After 10 years as a reporter/anchor at CNBC. Bartiromo signed on with Fox Business News in 2013. “One of the reasons I left CNBC for Fox Network (now celebrating its 25th year) was how the winds were changing … viewers didn’t want knee-jerk reactions constantly focused on what the stock market would do. CEOs would tell me, ‘We don’t want short-term thinking, we want long-term thinking.’ CNBC wanted to stay focused on the trading desk, more numbers, more data. Fox Business tries to help individuals and families long-term, with financial information on all of their lives — whether it is buying a home, mortgages, cars, anything economic affecting a broad mass of people.”
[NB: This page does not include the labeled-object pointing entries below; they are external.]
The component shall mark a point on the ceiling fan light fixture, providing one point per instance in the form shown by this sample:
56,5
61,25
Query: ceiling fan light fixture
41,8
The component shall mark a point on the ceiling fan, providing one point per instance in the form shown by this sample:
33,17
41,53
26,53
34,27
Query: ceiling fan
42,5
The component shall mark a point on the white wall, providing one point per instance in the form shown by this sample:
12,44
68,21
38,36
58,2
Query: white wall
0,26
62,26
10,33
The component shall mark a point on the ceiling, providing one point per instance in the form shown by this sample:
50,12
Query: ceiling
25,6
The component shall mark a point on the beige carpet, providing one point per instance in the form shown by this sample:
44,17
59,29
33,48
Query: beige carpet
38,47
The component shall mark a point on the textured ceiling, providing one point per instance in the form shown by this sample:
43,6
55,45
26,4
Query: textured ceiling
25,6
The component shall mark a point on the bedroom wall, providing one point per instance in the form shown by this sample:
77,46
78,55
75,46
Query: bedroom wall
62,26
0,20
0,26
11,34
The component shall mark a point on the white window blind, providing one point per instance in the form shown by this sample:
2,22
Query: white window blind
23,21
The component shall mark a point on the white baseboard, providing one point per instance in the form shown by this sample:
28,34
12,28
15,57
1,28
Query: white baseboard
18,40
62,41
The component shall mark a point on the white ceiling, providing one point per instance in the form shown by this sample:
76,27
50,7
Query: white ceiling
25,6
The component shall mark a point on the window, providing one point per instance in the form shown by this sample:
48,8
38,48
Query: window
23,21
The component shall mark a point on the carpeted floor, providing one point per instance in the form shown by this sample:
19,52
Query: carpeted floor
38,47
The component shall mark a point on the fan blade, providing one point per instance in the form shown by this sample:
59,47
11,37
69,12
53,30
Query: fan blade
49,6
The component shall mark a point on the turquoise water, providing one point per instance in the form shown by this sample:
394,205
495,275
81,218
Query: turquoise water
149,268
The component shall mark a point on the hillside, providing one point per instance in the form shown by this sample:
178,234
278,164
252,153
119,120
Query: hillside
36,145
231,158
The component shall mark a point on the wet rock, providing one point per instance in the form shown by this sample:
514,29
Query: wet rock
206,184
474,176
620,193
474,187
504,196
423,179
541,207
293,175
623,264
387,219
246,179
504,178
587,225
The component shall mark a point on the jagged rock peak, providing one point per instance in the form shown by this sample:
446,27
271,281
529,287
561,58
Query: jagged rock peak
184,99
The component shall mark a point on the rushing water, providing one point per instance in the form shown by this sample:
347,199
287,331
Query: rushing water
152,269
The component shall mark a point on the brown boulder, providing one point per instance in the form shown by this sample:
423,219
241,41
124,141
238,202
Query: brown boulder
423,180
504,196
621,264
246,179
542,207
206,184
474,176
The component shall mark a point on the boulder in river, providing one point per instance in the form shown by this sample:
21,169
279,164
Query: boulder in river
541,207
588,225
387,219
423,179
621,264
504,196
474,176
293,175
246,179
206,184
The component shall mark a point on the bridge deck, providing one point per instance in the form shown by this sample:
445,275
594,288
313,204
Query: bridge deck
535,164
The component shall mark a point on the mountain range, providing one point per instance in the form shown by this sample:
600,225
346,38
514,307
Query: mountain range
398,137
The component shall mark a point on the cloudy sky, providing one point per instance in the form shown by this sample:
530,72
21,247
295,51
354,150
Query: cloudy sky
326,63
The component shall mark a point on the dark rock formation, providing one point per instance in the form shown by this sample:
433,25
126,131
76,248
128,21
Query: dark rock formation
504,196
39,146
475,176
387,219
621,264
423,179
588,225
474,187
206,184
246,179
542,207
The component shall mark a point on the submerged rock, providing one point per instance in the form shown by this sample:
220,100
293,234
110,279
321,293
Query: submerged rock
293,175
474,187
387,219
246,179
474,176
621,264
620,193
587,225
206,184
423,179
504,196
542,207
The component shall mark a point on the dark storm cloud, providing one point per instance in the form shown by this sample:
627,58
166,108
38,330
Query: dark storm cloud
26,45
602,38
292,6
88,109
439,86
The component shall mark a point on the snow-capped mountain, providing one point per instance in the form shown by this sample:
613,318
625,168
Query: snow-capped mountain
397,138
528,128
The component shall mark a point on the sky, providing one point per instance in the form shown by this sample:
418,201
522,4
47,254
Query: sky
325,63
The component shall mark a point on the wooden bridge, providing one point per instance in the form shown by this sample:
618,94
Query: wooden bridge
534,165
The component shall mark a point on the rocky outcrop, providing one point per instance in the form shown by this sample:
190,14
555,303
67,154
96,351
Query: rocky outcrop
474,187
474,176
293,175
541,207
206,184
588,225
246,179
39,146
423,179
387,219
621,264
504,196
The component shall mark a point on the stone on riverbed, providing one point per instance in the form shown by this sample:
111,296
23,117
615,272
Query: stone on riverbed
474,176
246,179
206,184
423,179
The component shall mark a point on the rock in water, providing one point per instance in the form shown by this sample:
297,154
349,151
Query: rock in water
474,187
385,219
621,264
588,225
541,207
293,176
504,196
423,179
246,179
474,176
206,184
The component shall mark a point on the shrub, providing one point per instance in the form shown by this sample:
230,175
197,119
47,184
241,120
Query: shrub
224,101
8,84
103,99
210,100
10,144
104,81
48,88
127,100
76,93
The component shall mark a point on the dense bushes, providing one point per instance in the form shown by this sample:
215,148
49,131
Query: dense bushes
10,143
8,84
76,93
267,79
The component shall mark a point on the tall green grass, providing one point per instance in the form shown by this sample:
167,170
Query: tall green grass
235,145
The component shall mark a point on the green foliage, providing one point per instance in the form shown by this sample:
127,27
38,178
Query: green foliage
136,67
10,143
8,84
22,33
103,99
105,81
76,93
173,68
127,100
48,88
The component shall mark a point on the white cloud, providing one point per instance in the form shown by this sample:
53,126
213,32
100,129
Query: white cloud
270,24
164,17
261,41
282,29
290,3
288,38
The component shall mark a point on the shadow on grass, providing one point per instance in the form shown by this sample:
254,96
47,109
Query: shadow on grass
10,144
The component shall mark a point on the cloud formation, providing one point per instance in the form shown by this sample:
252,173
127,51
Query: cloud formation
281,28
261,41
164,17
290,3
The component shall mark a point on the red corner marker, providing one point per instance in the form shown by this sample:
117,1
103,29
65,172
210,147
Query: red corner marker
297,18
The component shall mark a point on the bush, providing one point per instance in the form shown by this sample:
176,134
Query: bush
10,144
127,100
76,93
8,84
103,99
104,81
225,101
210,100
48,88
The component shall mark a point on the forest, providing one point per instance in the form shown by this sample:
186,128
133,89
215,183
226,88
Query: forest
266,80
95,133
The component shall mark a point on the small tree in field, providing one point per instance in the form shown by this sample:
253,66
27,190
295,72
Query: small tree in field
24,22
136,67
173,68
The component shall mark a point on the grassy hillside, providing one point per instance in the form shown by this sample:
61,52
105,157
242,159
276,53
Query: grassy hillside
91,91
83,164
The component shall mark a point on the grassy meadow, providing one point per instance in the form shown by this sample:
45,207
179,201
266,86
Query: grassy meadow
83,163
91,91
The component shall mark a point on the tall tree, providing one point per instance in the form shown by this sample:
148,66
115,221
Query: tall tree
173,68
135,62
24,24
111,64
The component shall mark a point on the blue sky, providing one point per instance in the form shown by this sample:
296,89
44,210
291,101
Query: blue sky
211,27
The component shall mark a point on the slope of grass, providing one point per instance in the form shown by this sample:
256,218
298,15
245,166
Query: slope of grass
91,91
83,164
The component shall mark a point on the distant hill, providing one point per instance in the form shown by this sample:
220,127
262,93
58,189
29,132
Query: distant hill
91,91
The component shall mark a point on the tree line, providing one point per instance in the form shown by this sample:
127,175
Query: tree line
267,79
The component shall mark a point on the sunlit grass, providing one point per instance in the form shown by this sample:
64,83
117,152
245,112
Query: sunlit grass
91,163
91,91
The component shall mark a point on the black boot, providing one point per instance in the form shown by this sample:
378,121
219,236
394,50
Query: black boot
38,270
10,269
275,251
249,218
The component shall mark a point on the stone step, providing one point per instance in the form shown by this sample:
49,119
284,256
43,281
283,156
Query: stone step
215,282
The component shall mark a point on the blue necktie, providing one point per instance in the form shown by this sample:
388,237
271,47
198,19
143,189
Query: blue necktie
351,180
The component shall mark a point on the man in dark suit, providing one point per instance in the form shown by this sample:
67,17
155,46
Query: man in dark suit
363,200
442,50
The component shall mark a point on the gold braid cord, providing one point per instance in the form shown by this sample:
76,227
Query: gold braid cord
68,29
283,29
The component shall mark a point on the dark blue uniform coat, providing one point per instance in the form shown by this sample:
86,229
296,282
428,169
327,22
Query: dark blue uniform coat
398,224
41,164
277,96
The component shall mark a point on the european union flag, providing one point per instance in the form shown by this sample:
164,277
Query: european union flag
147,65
After interviewing many leading CEOs and U.S. presidents, Bartiromo remains surprised how rock star Prince (at the height of his career) showed up at the CNBC studios in New Jersey and sat with her for a guest appearance.
What characteristics irk Bartiromo when she’s interviewing a guest? “When a CEO tries to avoid answering a question. My audience is very smart, and they know when my guest is trying to evade a question, just sticking to their talking points. I am determined. If you do not answer a question, I will ask it again and again.”
The many publications she regularly reviews like The Wall Street Journal, Financial Times, The New York Times, Fortune — and Dan’s Papers — are all read online, no hard copies. The current book she’s reading is The Hundred-Year Marathon: China’s Secret Strategy to Replace America as the Global Superpower by Michael Pillsbury.
Bartiromo worked in her family’s business, the popular Rex Manor in the Borough Park section of Brooklyn, while growing up. “When I was the coat check girl, I learned how to deal with people, care for their belongings, be pleasant at all times … I am grateful because it taught me so much to be in a service business. I would recommend it to any young person as part of their education. I still think about how I watched my father with his head bandana, cooking over a hot stove all day at our restaurant under pressure to prepare dinners. My parents instilled in me their work ethic: If you want to have your own money, you have to work for it. Young people learning the value of a dollar does not happen at school, it starts at home.”